If you want to catch every exception that can be thrown by a C++ app on windows you will need to catch both. Fortunately there is a way to mix the use of C++ and SEH exceptions. I wrote a detailed blog post about this recently, it should help you out.
http://blogs.msdn.com/jaredpar/archive/2008/01/11/mixing-seh-and-c-exceptions.aspx
Incrementing an iterator on a standard libary container will never throw a C++ exception. It may give you undefined behaviour.
The code below is taken from the Zeus IDE. It will trap any Windows generated exceptions:
Step #1: Define an Exception Filter Function
DWORD ExceptionFilter(EXCEPTION_POINTERS *pointers, DWORD dwException)
{
//-- we handle all exceptions
DWORD dwResult = EXCEPTION_EXECUTE_HANDLER;
switch (dwException)
{
case EXCEPTION_ACCESS_VIOLATION:
case EXCEPTION_DATATYPE_MISALIGNMENT:
case EXCEPTION_ARRAY_BOUNDS_EXCEEDED:
case EXCEPTION_FLT_DENORMAL_OPERAND:
case EXCEPTION_FLT_DIVIDE_BY_ZERO:
case EXCEPTION_FLT_INEXACT_RESULT:
case EXCEPTION_FLT_INVALID_OPERATION:
case EXCEPTION_FLT_OVERFLOW:
case EXCEPTION_FLT_STACK_CHECK:
case EXCEPTION_FLT_UNDERFLOW:
case EXCEPTION_INT_DIVIDE_BY_ZERO:
case EXCEPTION_INT_OVERFLOW:
case EXCEPTION_PRIV_INSTRUCTION:
case EXCEPTION_NONCONTINUABLE_EXCEPTION:
case EXCEPTION_BREAKPOINT:
dwResult = EXCEPTION_EXECUTE_HANDLER;
break;
}
return dwResult;
}
Step #2: Wrap the code in a __try and __except as shown below:
__try
{
// call your dll entry point here
}
__except(ExceptionFilter(GetExceptionInformation(),
GetExceptionCode()))
{
//-- display the fatal error message
MessageBox(0, "An unexpected error was caught here!",
"Unexpected Error", MB_OK);
}
Konrad Rudolph: Of course this code contains a "logic error", it's to illustrate a problem that could occur. Like the man says he wants to be able to shield his dll from any possible errors. You don't think this is a legitimate question? Heard of vendor products. Some of us live in the real world and live with real problems. It's just not possible to fix everyone else's problems
This code contains a logic error, if at all.

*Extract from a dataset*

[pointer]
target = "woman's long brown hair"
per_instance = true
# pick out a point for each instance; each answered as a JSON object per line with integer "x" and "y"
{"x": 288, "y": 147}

Since a logic error constitues a bug, don't swallow the exception – fix the error!
Of course, this is specific to the particular code. Others have offered more general advice. However, I've found that a lot of people actually do prefer catching exceptions over fixing logic errors and this is simply unacceptable.
Have you looked at the windows API function SetUnhandledExceptionFilter?
I usually call it in the DllMain function and have it generate a minidump when the DLL crashes. However: (a) I don't know if it traps application exceptions as well as DLL exceptions, and (b) I don't know if you can have the handler return in such a way that program execution can continue. The docs say yes, but I've never done it.
What are you going to do after you catch the exception (especially for SEH exceptions)?
In reality you can make no assumptions about the state of the process, realistically the only option you have is to (optionally) dump core and exit.
Any attempt and proceeding is absolutely going to cause you problems in the long run.